28 ノクターンとムーンは十八歳になってからですw
「あなたたちきっと売れますよ。だってこんなにかっこいいんだもの。そうだっ! サインください」
「おうよ。二人ともサインしてやれ」
もうじいちゃん仕切っちゃって、あれ? 何か周りが急に暗くなって……
チカチカチカチカ
わあっ、Rー1号がピンク色に発光しだした。
♪ちゃんちゃかちゃんちゃんちゃんちゃんちゃん ちゃんちゃかちゃんちゃんちゃんちゃんちゃん ちゃ~ちゃらら~ららら~
Rー2号はまた「タブー」流し出すし。
「キャー」
「なになになにー」
「えっちー」
三年生のお姉さんたち顔を手のひらで覆うふりして、指のすき間から見るのやめてください。
「何だ何だ」
わー、わらわら人が集まって来た。
「いけません。アレは子どもが見ちゃいけないものです」
「わーん。見たいー! 見たいー!」
「いけません。ノクターンとムーンは十八歳になってからです」
いかん。止めねば。しかし、あの行動は何だ? 「サインしてやれ」が何でああなる? 考えろ考えろ。何が適切なツッコミだ? あ!
◇◇◇
つかつかつか
僕は派手に発光するRー1号の胸部に右手の甲でツッコミを入れた。
それは「サイン」じゃなくて「ネオンサイン」
ガラガラガラ ズコー
周囲の人たちは一斉にズッコケた。
◇◇◇
「オキムネ。『サイン』ッテ何ヲヤレバイイノダ?」
ほら、三年生のお姉さんたちが手帳とペンを用意して待ってるでしょ。あれに名前を書いてあげればいいの。
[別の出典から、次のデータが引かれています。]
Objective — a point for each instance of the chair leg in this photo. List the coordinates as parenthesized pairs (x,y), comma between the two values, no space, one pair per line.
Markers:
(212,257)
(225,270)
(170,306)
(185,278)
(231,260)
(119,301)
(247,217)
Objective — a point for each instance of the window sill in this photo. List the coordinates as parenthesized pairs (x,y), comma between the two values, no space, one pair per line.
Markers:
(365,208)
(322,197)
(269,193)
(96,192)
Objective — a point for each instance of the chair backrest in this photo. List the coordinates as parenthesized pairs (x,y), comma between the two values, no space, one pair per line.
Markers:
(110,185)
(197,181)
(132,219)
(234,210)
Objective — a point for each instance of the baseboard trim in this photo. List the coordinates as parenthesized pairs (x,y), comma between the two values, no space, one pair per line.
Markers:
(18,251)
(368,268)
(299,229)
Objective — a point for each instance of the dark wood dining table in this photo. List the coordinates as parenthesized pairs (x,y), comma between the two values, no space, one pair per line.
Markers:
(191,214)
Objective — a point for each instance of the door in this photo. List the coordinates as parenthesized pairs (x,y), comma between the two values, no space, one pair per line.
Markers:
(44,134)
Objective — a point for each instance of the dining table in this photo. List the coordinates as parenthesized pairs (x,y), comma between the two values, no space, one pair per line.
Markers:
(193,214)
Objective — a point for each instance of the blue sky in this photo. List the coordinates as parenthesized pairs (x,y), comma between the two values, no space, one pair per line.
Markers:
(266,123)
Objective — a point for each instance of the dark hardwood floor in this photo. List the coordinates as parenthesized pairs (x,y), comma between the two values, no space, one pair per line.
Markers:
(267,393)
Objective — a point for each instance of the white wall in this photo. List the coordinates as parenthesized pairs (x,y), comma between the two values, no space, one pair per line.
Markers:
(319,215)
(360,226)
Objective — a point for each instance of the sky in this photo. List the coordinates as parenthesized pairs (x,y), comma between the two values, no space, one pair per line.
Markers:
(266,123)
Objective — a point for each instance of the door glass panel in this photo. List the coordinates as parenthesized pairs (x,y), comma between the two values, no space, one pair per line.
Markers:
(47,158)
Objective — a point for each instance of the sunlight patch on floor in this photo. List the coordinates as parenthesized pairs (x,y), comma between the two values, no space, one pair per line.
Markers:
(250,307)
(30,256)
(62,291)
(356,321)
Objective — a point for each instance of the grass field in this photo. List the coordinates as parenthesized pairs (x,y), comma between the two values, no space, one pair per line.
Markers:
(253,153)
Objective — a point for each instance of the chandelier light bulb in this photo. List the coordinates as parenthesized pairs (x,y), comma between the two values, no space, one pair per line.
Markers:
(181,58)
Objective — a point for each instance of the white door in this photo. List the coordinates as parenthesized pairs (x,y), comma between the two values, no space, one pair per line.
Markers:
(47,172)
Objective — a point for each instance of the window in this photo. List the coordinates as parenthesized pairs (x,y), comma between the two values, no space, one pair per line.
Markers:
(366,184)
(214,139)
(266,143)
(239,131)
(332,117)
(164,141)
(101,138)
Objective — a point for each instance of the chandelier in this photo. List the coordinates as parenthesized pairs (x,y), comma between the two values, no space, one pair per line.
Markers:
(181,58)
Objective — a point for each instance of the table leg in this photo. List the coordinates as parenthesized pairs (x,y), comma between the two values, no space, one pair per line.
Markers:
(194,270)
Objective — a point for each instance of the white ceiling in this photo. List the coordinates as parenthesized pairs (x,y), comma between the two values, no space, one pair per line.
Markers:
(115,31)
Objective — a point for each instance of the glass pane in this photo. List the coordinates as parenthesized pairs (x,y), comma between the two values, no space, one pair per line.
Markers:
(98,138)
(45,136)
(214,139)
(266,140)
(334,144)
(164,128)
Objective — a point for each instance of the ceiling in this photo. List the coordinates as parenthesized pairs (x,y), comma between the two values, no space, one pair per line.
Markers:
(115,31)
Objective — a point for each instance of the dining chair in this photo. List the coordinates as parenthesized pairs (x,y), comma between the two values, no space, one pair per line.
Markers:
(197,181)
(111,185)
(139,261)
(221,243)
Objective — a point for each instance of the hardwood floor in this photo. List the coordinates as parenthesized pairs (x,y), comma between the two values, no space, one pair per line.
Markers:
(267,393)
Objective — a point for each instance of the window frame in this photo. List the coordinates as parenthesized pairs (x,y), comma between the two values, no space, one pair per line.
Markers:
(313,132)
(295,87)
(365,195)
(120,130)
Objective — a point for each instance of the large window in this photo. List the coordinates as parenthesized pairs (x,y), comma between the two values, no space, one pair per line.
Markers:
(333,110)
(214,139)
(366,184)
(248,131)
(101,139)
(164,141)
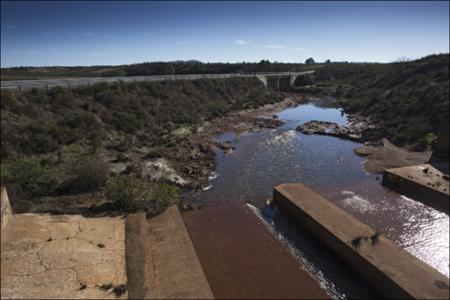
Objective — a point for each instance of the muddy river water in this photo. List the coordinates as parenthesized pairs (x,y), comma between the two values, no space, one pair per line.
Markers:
(269,157)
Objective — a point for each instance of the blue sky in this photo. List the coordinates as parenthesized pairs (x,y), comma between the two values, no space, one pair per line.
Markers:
(95,33)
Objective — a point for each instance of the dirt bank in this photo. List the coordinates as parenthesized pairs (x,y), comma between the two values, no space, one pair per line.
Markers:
(192,154)
(386,155)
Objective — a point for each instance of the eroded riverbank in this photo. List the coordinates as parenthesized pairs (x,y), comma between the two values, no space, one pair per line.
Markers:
(264,158)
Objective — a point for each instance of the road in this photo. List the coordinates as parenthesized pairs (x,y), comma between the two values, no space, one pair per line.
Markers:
(75,82)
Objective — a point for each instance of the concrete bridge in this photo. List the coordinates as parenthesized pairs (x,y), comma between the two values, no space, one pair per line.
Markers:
(280,81)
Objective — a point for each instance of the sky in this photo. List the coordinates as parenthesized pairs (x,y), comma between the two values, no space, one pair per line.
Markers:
(113,33)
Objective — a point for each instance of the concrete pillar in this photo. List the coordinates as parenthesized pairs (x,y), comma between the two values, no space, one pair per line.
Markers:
(263,79)
(6,211)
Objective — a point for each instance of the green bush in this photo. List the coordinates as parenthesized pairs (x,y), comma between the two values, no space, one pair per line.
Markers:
(131,194)
(126,122)
(8,101)
(86,174)
(31,177)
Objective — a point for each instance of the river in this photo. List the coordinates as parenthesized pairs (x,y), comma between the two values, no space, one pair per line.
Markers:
(268,157)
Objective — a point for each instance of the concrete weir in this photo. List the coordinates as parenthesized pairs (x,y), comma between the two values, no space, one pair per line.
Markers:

「何? コレガカノ有名な名前ヲ書クト悪魔ニ魂ヲ取ラレルッテヤツカ?」
「イヤイヤ、全財産巻キ上ゲラレテ、奴隷堕チスルンダロウ」
だから、何でそういう知識だけあるの? 契約書じゃなくて、ただ名前を書くだけだから大丈夫だって。
「エート。ココニ名前書ケバイイノカ?」
「お願いしまーす」
これが始まるまでの大波乱に比べると、あっさりとRー1号もRー2号も書いたなあ。
って言うか何? その文字。下手くそとかそういうレベルじゃなくて、そもそも文字なの? 何て書いてあるの? それ?
「凄いサイン。失礼ですが何て読むんですか?」
あ、僕より先に三年生のお姉さんたちが聞いてくれた。
「Rー1号」
「Rー2号」
「ふふふ。面白い名前。まるでロボットみたいな名前ですね」
いや、ロボットじゃなくてアンドロイドなんだけどね。
◇◇◇
「お姉ちゃんたち、大ラッキーよ。ベテランプロデューサーのおいちゃんには分かる。Rー1号もRー2号も東京キー局地上波ゴールデンタイムに出ずっぱりになるから。そのサイン、高く売れるようになるよー」
「いえいえいえ」
「絶対売りませんよ」
「家宝にします」
「凄いラッキーありがとうございます」
じいちゃあん。ネオンサイン騒動の時はどこに隠れていたの? 都合が良い時だけ出てくるんだから、もう。
「おーい、オキムネー」
あ、絵栗鼠が呼んでる。こいつはこいつで自分の部下二人が大騒動起こしても、全く動ぜず買い物続けてたんだよなあ。